# Like This State



## big rockpile (Feb 24, 2003)

Good things always happen.

https://ktvo.com/news/local/macon-county-man-fatally-shoots-intruder 

big rockpile


----------



## GTX63 (Dec 13, 2016)

A meth head armed with an air nailer and a handgun.


----------



## RonM (Jan 6, 2008)

Was he draggi ng an air tank for the gun...


----------



## ridgerunner1965 (Apr 13, 2013)

you don't need a air for a air nailer.
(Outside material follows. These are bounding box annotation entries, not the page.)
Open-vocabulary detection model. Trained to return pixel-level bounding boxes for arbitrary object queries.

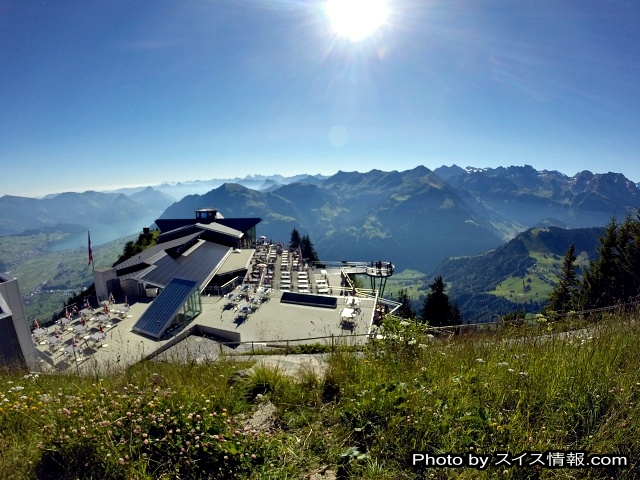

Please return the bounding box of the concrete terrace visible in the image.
[30,271,378,374]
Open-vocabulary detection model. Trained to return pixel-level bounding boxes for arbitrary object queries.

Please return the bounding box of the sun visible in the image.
[325,0,389,42]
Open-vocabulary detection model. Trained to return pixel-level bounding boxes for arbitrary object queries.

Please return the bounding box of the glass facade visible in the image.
[169,289,202,329]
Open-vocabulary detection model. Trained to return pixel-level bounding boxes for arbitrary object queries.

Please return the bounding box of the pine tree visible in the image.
[396,288,416,319]
[289,228,300,250]
[420,276,462,327]
[300,235,318,262]
[545,243,578,313]
[579,217,619,310]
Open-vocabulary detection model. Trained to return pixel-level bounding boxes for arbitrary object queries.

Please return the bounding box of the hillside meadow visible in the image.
[0,311,640,479]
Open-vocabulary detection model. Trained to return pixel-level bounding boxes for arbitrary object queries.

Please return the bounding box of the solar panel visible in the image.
[280,292,338,308]
[132,278,197,338]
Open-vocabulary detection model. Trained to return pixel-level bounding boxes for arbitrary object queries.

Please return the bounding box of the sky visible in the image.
[0,0,640,197]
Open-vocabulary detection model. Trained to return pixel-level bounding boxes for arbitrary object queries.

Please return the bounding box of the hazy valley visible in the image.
[0,165,640,320]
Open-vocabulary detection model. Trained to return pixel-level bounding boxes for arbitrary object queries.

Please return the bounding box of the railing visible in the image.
[201,276,242,295]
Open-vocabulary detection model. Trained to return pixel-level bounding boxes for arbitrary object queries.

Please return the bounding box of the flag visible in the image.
[87,232,93,265]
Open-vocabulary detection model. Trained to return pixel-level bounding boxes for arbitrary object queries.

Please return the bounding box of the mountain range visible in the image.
[0,187,174,235]
[161,165,640,272]
[5,165,640,278]
[430,227,604,323]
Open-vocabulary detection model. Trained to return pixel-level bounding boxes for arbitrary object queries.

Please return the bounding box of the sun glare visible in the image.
[325,0,389,42]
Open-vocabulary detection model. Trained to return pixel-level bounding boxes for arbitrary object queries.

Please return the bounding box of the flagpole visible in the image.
[87,230,96,272]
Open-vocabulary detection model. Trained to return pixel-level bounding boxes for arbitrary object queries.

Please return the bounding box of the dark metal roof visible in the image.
[137,240,232,288]
[216,218,262,233]
[156,216,262,234]
[116,231,201,271]
[132,278,197,338]
[156,218,198,233]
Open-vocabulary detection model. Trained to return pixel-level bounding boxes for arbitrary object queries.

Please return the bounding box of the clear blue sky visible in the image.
[0,0,640,196]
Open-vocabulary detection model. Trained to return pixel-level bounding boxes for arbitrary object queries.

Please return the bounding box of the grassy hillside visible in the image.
[428,227,603,321]
[0,229,135,320]
[0,312,640,480]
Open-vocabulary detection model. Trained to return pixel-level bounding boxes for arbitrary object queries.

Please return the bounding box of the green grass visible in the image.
[385,269,433,300]
[0,232,133,321]
[0,312,640,479]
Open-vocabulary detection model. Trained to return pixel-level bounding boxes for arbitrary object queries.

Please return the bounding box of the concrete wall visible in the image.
[0,274,39,371]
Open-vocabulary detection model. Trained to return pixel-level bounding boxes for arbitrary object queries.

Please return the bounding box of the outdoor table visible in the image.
[32,328,47,337]
[340,308,356,320]
[64,345,82,353]
[347,297,360,307]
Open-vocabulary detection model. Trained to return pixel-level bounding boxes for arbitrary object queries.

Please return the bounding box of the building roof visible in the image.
[156,215,262,236]
[136,240,232,288]
[216,249,255,275]
[116,232,201,273]
[132,278,197,338]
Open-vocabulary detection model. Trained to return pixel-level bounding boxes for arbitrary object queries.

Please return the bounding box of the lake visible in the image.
[47,215,158,252]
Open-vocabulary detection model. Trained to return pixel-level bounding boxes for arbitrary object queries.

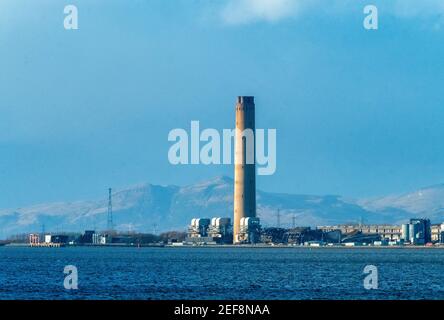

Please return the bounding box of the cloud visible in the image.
[222,0,305,25]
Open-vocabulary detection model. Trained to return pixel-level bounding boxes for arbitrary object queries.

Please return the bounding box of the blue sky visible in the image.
[0,0,444,208]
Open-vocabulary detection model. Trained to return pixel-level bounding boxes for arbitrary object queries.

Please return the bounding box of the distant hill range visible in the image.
[0,177,444,236]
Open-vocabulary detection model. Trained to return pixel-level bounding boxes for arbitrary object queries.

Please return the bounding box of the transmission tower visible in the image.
[107,188,114,231]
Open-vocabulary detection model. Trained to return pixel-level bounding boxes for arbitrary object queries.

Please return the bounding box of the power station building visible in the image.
[233,96,260,244]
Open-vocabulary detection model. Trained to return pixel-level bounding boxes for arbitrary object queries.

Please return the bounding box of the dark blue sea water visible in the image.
[0,247,444,299]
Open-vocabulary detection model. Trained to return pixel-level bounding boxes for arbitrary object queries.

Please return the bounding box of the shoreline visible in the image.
[0,243,444,250]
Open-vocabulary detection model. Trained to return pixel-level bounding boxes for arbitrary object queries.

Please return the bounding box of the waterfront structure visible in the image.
[317,224,402,241]
[207,218,233,243]
[236,217,261,244]
[233,96,256,243]
[188,218,210,238]
[185,217,233,244]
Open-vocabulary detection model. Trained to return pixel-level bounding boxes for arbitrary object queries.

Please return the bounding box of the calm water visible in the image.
[0,247,444,299]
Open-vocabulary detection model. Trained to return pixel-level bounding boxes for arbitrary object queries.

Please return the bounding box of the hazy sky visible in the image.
[0,0,444,208]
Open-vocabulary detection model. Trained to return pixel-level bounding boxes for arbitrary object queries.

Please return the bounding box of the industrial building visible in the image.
[185,217,233,244]
[401,219,432,245]
[317,224,401,243]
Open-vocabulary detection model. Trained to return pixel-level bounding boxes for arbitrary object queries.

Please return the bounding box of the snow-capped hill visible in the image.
[0,176,444,237]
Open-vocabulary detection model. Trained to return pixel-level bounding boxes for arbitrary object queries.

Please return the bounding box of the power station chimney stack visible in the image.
[233,96,256,243]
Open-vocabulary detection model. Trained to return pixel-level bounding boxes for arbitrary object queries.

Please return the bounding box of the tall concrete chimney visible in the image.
[233,97,256,243]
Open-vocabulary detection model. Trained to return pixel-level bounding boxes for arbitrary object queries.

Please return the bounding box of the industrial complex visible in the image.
[15,96,444,247]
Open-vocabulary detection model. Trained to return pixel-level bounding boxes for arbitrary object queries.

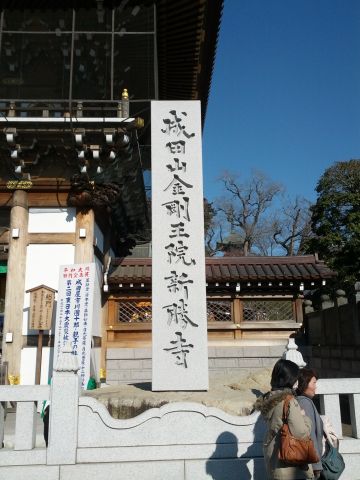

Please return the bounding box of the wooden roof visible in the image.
[108,255,335,286]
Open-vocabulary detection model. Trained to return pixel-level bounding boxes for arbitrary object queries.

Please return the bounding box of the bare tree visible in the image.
[216,170,283,256]
[273,196,311,256]
[204,198,223,257]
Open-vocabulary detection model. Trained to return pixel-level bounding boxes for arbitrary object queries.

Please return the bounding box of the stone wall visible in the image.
[304,282,360,378]
[106,341,286,385]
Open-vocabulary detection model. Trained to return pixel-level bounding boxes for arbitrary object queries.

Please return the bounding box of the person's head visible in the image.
[270,358,300,390]
[297,368,319,398]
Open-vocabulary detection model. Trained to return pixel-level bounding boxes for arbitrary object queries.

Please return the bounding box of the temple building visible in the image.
[0,0,222,384]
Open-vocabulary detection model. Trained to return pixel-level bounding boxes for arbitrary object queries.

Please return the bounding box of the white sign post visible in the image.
[54,263,96,388]
[151,101,209,391]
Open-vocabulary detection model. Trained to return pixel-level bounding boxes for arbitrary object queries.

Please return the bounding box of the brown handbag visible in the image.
[279,395,320,465]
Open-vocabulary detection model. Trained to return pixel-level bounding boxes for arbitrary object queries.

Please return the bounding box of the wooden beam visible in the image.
[28,232,75,245]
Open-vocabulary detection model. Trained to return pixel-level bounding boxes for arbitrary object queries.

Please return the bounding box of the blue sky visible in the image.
[203,0,360,201]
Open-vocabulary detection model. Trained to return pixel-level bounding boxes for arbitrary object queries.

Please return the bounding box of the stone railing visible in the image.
[0,352,360,480]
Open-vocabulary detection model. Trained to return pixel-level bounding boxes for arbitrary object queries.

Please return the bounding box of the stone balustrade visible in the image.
[0,353,360,480]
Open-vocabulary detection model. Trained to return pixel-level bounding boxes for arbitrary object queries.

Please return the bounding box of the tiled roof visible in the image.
[108,255,335,285]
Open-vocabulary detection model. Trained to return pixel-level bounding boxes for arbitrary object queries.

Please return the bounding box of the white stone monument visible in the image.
[151,101,208,391]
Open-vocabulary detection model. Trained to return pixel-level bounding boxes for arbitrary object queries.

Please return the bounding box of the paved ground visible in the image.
[85,368,271,418]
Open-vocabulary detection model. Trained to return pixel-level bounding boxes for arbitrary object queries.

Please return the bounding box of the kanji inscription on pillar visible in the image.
[151,101,208,391]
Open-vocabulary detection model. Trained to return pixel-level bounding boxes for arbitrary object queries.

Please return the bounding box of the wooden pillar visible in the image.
[74,208,95,263]
[3,190,29,384]
[295,298,304,323]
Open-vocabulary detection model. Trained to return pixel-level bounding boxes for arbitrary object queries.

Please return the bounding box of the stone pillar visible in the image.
[3,190,29,384]
[320,295,334,310]
[74,208,95,263]
[354,282,360,303]
[47,345,80,465]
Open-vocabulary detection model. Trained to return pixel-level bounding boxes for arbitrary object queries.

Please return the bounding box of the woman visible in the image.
[255,359,314,480]
[297,368,324,478]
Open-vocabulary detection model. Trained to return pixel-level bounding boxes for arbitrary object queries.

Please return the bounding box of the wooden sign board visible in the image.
[27,285,56,330]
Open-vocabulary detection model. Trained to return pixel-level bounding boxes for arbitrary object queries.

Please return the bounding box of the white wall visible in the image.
[28,208,76,233]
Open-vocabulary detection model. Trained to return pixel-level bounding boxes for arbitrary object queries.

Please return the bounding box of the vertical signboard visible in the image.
[26,285,56,330]
[54,263,96,388]
[151,101,208,390]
I saw that in one of the lethal weapon movies where danny glover shot a guy in the head with a air nailer that had no hose attached to it.


----------



## blanket (May 28, 2013)

Paslode nailer


----------



## RonM (Jan 6, 2008)

Yes, Paslode uses small cylinder


----------



## damoc (Jul 14, 2007)

There are some "air nailers" that actually use .22 or .25 cal blank cartridge charges and others that run of battery packs.


----------



## GREENCOUNTYPETE (Jul 25, 2006)

some of them run on butane cylinders also 

I suspect the nail gun was intended to be a threat.


----------



## muleskinner2 (Oct 7, 2007)

Time to steam clean the carpet. The meth head's family will claim that the sliding door left open on the second floor was bait to lure him in to kill him.


----------



## flewism (Apr 2, 2007)

An armed home intruder was stopped by a homeowner. Isn’t that what is suppose to happen?


----------